One man’s account of a motorcycle tour in the Blue Ridge Mountains
One hot, sweltering day last summer in the flat lands of North Carolina, me and my biker buddy believed that it was time to plan for a weekend trip. Not wanting to spend too much time getting there, but definitely needing a change of views and to flee the stifling summer heat, we made a decision to try the Granddad Mountain area in the North Carolina Blue Ridge Mountains, just roughly an hour and half drive from home in Mooresville N.C. That Friday we took off work two hours early, packed our saddlebags and jumped on our hogs heading up 77 to I 40, destination Banner Elk, North Carolina. We turned off the Interstate in the foothills at Morganton, and after some cruising thru the little Mayberry like town, shortly found ourselves leaning into the curves, past Table Rock and numerous mountain vistas, the summer heat already melting away. Now and then getting trapped behind a local, never in a rush to get anywhere, we soon faced a brief lane and sped on our way. We got on 105 in Linville and we knew we were just about there. Cruising the subsequent seven miles in the shadow of Granddad Mountain, we turned up at the stone buildings of Tynecastle, turned left heading down the valley past Sugar Mountain and into the city of Banner Elk. Being the cocktail hour, we stretched our legs with a pleasant cool walk into city and visited some local bistros, then crossed the street and headed to Stonewalls were we enjoyed a good steak dinner.
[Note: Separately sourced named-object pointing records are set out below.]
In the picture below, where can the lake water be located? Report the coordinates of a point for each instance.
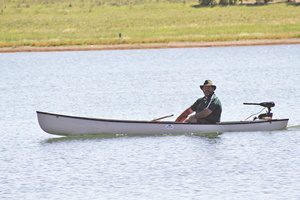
(143, 85)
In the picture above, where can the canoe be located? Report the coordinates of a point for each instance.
(58, 124)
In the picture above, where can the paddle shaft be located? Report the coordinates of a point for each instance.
(162, 118)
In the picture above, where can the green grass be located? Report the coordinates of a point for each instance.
(82, 22)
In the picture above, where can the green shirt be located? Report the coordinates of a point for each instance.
(212, 103)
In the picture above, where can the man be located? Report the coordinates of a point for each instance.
(208, 108)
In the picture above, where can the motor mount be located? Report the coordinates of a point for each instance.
(268, 105)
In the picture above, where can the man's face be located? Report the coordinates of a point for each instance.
(207, 90)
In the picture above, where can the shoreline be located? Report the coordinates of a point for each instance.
(151, 45)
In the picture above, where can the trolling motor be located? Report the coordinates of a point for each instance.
(268, 105)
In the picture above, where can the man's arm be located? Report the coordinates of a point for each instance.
(184, 115)
(203, 114)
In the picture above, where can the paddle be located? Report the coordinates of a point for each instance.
(153, 120)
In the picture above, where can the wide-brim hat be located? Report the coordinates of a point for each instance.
(208, 83)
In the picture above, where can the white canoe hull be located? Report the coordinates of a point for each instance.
(70, 126)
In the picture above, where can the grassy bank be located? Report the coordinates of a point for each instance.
(83, 22)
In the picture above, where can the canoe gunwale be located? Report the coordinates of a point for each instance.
(161, 122)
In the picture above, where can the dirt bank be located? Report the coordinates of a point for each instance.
(150, 46)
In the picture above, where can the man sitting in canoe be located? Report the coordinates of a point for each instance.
(208, 108)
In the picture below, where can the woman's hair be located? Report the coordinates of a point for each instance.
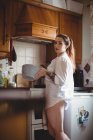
(69, 47)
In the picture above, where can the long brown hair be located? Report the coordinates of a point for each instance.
(69, 47)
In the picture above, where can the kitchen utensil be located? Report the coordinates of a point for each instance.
(29, 71)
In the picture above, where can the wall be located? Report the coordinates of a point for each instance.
(28, 53)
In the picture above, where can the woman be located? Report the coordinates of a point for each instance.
(59, 85)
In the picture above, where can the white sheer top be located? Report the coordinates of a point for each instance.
(63, 85)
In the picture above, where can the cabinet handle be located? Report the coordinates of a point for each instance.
(46, 31)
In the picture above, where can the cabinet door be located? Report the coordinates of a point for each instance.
(72, 26)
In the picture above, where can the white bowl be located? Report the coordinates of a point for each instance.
(29, 71)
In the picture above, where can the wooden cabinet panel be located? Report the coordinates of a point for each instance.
(13, 126)
(39, 15)
(72, 26)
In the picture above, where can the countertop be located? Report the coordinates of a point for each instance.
(22, 93)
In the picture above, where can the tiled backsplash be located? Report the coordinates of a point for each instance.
(28, 53)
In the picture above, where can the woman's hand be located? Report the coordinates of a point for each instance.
(42, 72)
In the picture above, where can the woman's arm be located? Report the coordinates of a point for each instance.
(43, 72)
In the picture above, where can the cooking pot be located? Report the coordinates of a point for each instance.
(29, 71)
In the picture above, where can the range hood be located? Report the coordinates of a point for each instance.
(29, 27)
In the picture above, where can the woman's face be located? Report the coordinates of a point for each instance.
(59, 46)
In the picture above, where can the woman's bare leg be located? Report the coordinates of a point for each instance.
(55, 117)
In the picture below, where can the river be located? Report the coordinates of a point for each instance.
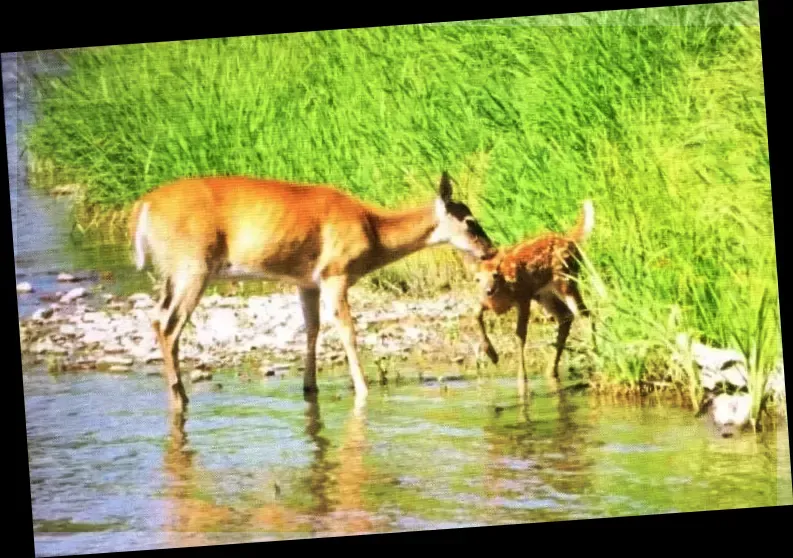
(110, 471)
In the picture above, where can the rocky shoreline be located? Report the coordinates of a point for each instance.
(83, 330)
(86, 331)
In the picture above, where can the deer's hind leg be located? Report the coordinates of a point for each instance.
(181, 292)
(310, 302)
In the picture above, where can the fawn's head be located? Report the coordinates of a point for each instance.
(457, 225)
(488, 276)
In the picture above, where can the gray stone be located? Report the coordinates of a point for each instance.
(114, 361)
(200, 376)
(43, 314)
(24, 287)
(67, 278)
(74, 294)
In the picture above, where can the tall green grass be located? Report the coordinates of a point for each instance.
(658, 115)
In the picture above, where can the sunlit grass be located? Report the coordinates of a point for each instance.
(658, 116)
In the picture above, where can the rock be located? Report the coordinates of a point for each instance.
(66, 278)
(95, 317)
(143, 304)
(42, 314)
(24, 287)
(154, 356)
(278, 369)
(110, 361)
(220, 327)
(74, 294)
(200, 376)
(48, 347)
(92, 336)
(730, 413)
(717, 366)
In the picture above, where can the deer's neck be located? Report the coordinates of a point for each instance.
(401, 233)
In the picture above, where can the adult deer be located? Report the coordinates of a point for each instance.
(315, 237)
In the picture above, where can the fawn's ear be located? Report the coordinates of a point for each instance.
(445, 188)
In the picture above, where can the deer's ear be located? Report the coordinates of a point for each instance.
(445, 189)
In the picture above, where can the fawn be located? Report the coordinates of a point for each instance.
(543, 269)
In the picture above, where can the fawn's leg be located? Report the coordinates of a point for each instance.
(559, 309)
(309, 300)
(521, 331)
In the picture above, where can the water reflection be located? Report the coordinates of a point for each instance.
(336, 489)
(538, 460)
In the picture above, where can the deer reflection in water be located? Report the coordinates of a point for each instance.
(537, 461)
(337, 505)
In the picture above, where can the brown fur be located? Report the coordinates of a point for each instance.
(544, 269)
(315, 237)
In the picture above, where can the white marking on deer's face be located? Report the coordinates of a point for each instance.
(458, 227)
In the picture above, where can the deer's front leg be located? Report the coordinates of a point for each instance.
(309, 300)
(487, 346)
(335, 291)
(521, 332)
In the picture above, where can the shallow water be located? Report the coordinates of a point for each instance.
(254, 461)
(110, 472)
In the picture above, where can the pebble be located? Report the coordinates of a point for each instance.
(74, 294)
(200, 376)
(43, 314)
(114, 361)
(24, 287)
(66, 278)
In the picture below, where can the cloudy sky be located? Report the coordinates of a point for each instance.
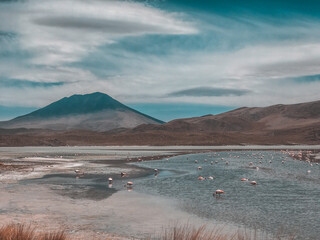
(167, 58)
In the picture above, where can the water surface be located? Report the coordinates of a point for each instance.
(286, 198)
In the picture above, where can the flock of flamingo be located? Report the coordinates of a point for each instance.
(293, 154)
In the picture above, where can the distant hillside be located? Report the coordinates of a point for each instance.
(96, 112)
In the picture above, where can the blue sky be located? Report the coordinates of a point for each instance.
(167, 58)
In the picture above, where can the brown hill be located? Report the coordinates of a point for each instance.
(278, 124)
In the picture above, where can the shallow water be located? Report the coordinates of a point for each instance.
(286, 197)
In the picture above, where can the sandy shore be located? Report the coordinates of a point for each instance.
(30, 192)
(40, 186)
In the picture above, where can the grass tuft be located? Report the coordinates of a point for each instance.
(26, 232)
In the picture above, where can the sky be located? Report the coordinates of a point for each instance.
(166, 58)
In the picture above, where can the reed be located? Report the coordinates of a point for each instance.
(26, 232)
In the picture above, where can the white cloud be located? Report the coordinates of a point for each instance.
(59, 32)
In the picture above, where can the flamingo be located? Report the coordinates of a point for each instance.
(110, 180)
(78, 172)
(218, 192)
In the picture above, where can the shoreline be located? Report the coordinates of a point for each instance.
(99, 164)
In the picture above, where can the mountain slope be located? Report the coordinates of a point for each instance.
(96, 112)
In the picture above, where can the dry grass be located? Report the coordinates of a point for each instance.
(26, 232)
(188, 232)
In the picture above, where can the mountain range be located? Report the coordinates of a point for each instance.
(95, 112)
(98, 119)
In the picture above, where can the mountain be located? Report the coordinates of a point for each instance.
(273, 125)
(277, 124)
(96, 112)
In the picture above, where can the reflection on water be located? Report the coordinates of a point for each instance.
(286, 195)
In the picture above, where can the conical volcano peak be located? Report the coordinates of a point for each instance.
(95, 111)
(80, 104)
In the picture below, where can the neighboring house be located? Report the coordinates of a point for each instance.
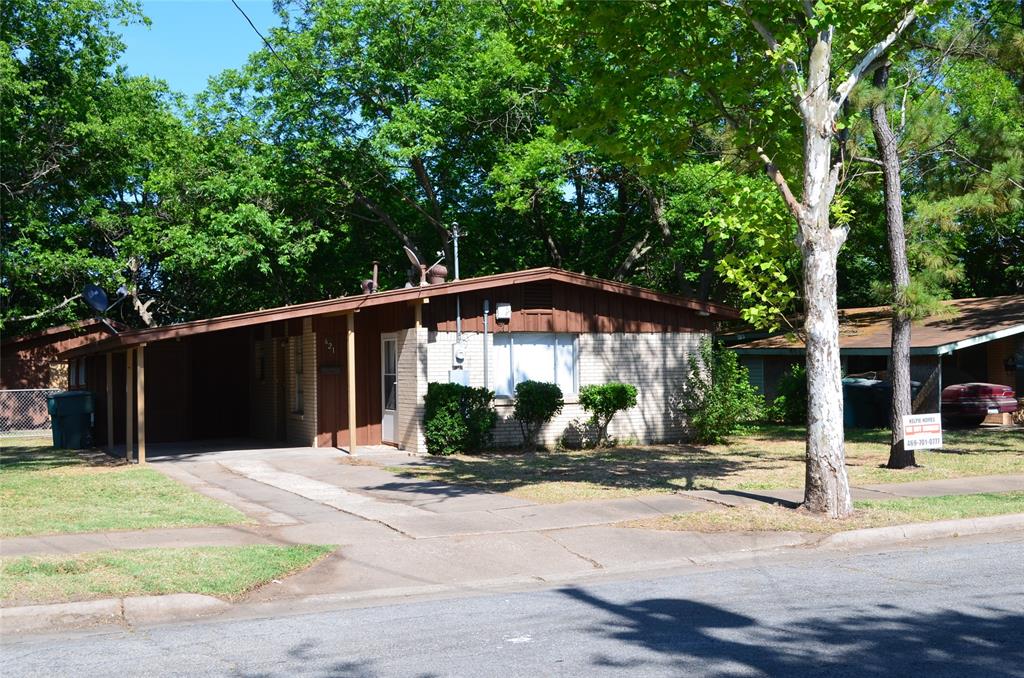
(977, 340)
(303, 374)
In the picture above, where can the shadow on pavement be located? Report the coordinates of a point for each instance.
(699, 639)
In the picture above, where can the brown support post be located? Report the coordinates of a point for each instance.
(110, 401)
(351, 383)
(140, 398)
(129, 405)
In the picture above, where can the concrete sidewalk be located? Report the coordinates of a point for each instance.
(400, 537)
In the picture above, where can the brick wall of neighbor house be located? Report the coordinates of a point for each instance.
(412, 388)
(301, 427)
(655, 363)
(999, 351)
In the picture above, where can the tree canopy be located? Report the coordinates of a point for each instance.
(365, 126)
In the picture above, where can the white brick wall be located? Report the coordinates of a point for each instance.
(655, 363)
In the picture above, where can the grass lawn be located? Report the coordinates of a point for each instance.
(225, 571)
(866, 514)
(45, 491)
(771, 457)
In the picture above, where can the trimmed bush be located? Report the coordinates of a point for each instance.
(537, 403)
(602, 401)
(458, 419)
(718, 397)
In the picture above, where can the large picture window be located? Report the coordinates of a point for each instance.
(523, 356)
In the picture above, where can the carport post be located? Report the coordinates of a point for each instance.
(129, 405)
(110, 401)
(140, 397)
(350, 369)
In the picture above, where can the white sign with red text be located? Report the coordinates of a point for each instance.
(923, 431)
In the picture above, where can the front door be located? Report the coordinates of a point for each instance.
(389, 386)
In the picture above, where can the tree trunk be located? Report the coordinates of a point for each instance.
(826, 488)
(899, 366)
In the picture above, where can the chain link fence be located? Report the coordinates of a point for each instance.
(24, 413)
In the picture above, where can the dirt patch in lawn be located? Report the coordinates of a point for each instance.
(769, 458)
(770, 517)
(224, 571)
(45, 491)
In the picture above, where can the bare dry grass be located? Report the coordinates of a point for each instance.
(767, 459)
(225, 571)
(46, 491)
(770, 517)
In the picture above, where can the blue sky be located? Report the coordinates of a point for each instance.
(190, 40)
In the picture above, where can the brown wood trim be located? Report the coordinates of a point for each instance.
(352, 304)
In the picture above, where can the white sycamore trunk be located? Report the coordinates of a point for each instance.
(826, 489)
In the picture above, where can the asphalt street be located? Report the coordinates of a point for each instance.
(946, 608)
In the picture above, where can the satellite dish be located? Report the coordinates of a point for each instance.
(95, 297)
(415, 260)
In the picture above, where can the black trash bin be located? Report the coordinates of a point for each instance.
(71, 419)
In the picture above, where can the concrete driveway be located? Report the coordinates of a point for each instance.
(295, 485)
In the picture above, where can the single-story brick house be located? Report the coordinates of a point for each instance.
(979, 339)
(32, 361)
(352, 371)
(31, 367)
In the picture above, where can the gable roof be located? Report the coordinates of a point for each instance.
(355, 302)
(867, 331)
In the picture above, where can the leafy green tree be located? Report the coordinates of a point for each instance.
(654, 71)
(78, 142)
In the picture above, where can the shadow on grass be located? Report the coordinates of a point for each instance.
(663, 468)
(27, 458)
(37, 458)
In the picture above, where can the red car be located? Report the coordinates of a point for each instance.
(968, 405)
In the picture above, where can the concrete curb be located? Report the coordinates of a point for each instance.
(109, 611)
(922, 531)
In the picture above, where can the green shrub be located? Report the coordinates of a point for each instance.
(790, 407)
(458, 419)
(602, 401)
(718, 398)
(537, 403)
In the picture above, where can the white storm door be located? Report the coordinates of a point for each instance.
(389, 387)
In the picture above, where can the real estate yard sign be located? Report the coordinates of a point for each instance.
(923, 431)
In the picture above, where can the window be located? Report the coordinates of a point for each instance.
(528, 356)
(260, 362)
(297, 364)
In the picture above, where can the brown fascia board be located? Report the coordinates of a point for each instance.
(81, 326)
(354, 303)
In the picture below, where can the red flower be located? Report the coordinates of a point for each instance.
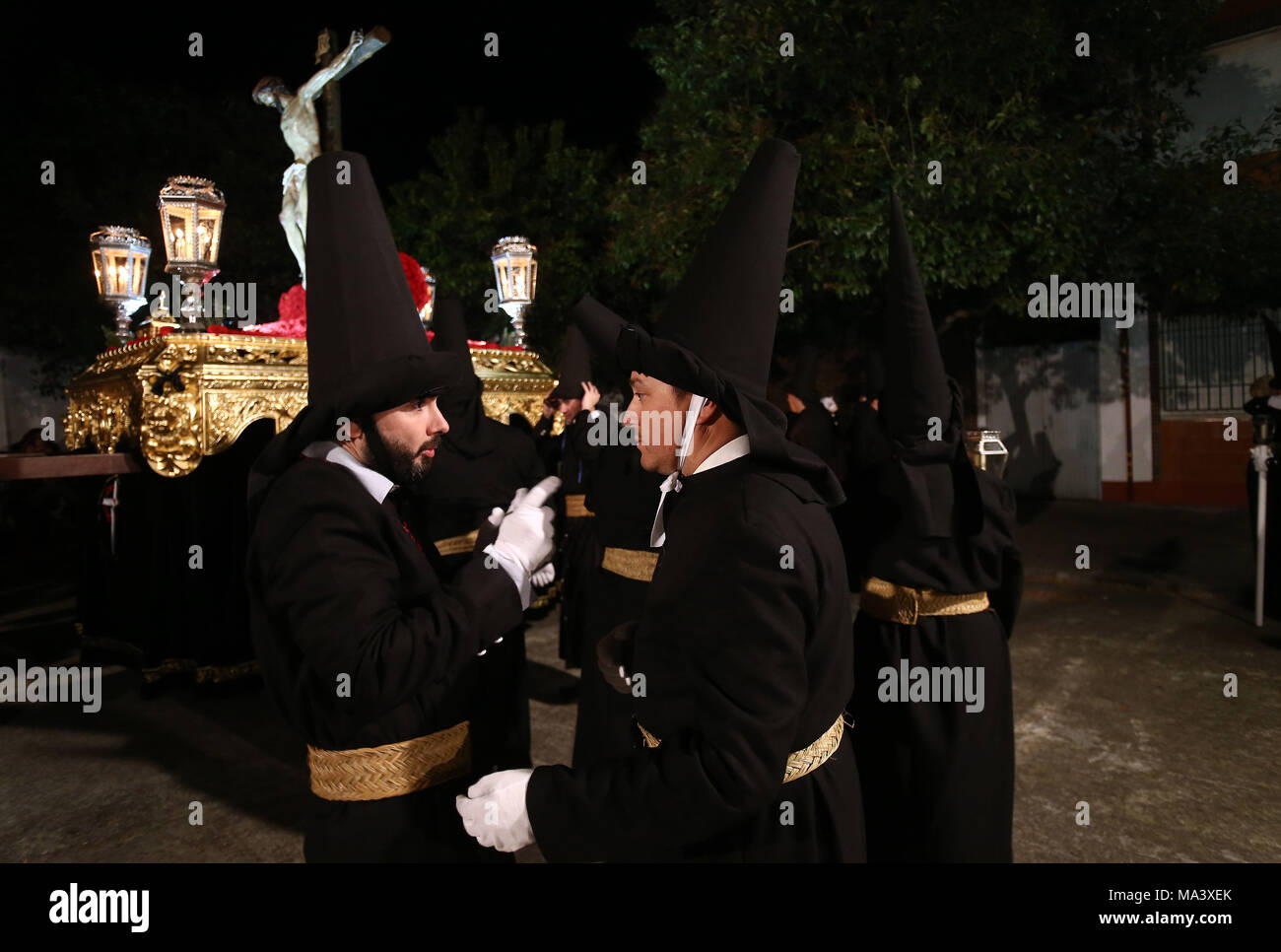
(417, 282)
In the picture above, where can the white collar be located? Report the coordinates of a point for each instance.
(371, 479)
(735, 447)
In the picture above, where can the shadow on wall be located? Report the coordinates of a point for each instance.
(1045, 400)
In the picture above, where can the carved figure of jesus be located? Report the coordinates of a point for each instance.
(302, 129)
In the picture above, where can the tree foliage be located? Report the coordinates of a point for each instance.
(1050, 162)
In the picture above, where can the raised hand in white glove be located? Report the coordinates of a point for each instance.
(494, 811)
(525, 532)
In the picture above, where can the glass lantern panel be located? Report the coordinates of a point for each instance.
(116, 272)
(209, 232)
(178, 231)
(500, 274)
(140, 272)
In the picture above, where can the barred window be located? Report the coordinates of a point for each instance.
(1208, 362)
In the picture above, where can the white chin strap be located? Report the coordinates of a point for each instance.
(658, 533)
(687, 437)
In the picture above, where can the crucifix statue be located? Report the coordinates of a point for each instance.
(302, 129)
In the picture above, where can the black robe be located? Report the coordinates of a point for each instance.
(337, 585)
(624, 499)
(746, 656)
(938, 782)
(815, 430)
(576, 550)
(464, 485)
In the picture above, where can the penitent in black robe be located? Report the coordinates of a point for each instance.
(466, 481)
(338, 587)
(746, 656)
(938, 781)
(624, 499)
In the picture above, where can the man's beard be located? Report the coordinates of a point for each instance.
(401, 462)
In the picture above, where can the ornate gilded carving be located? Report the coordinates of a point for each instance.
(182, 396)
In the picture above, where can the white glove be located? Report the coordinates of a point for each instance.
(525, 532)
(494, 811)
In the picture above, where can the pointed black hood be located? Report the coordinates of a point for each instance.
(920, 406)
(916, 384)
(461, 404)
(575, 366)
(1275, 347)
(367, 350)
(718, 325)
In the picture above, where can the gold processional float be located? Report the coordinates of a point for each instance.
(178, 392)
(179, 397)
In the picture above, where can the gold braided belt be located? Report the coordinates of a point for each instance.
(799, 763)
(575, 507)
(901, 604)
(456, 545)
(393, 769)
(631, 563)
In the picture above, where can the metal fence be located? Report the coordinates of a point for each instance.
(1208, 362)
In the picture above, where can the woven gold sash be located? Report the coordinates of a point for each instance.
(901, 604)
(575, 507)
(799, 763)
(631, 563)
(456, 545)
(393, 769)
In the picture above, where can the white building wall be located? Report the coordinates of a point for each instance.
(1045, 401)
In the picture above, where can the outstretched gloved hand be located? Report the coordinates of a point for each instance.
(525, 532)
(494, 811)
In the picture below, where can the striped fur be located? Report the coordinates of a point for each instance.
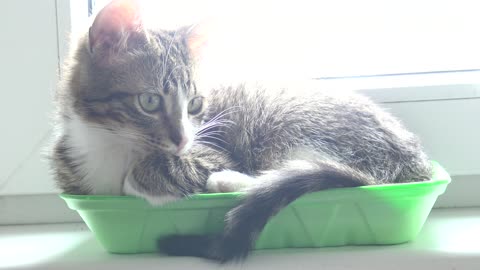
(108, 144)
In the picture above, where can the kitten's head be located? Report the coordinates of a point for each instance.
(137, 82)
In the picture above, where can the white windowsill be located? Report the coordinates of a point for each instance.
(449, 240)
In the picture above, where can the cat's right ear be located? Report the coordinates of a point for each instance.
(116, 27)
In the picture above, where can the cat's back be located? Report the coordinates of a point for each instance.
(271, 124)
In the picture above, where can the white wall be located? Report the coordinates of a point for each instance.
(28, 65)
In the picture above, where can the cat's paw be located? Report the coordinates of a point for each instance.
(228, 181)
(129, 189)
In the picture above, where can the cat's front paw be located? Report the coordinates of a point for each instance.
(129, 189)
(228, 181)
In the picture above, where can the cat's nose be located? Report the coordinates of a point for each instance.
(181, 146)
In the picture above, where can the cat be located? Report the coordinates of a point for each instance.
(132, 121)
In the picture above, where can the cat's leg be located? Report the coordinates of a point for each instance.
(161, 178)
(233, 181)
(229, 181)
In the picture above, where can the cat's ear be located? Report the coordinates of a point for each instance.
(115, 27)
(198, 36)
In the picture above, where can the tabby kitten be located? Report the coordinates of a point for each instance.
(132, 121)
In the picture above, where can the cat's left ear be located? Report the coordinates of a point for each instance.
(116, 27)
(198, 36)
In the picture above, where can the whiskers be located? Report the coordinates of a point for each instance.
(210, 133)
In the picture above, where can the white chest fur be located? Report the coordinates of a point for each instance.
(104, 157)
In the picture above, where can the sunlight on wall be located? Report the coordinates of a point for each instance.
(41, 248)
(328, 38)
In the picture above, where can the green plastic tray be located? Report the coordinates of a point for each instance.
(371, 215)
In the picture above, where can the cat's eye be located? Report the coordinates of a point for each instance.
(195, 105)
(149, 102)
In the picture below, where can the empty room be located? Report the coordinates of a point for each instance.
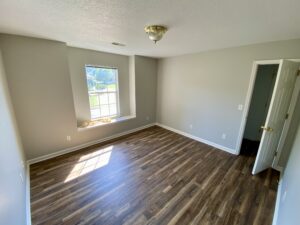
(158, 112)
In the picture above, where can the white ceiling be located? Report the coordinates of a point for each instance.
(194, 25)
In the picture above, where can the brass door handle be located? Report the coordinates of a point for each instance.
(269, 129)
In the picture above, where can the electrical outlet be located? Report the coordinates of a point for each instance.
(240, 107)
(284, 196)
(22, 164)
(223, 136)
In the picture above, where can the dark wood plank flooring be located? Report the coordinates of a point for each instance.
(151, 177)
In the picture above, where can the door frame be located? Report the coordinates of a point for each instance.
(286, 126)
(247, 103)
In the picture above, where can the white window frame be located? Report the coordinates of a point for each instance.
(117, 93)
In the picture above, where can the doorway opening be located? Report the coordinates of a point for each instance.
(259, 106)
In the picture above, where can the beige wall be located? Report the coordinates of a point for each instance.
(40, 86)
(205, 89)
(78, 58)
(12, 188)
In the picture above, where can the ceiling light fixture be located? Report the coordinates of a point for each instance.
(155, 32)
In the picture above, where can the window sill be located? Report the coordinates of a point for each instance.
(113, 121)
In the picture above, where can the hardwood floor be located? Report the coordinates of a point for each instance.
(151, 177)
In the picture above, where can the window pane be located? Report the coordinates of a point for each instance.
(100, 82)
(104, 110)
(95, 113)
(103, 99)
(112, 87)
(112, 98)
(113, 109)
(94, 101)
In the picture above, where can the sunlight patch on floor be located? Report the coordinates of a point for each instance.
(90, 162)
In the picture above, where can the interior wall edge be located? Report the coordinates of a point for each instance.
(28, 207)
(277, 203)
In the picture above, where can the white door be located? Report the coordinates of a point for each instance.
(281, 97)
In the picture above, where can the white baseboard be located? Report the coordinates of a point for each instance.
(278, 198)
(78, 147)
(226, 149)
(27, 196)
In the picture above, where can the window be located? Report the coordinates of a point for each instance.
(103, 91)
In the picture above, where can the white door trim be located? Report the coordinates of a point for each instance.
(248, 99)
(287, 123)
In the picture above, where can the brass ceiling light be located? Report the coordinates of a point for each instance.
(155, 32)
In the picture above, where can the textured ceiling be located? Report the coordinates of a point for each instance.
(194, 25)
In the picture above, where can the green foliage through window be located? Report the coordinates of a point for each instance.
(103, 94)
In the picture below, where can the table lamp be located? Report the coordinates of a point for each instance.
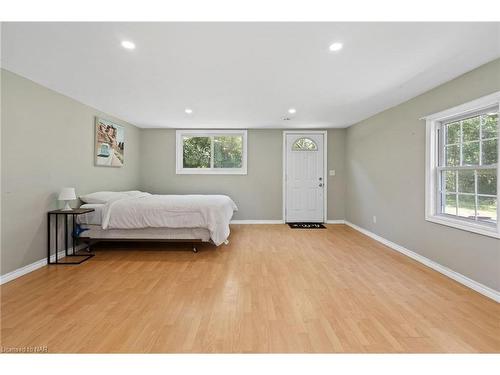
(67, 194)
Saturday was to be a day to cruise the area. After a good breakfast at the Inn, we saddled up and headed back to Linville Falls, were we caught up with the Blue Ridge Parkway. Heading north towards Blowing Rock, the Blue Ridge Parkway is chocked full of twisting roads and stunning mountain perspectives, one of the finest methods to tour the mountains of North Carolina. Right after hitting the Parkway we came upon the Linn Cove Viaduct.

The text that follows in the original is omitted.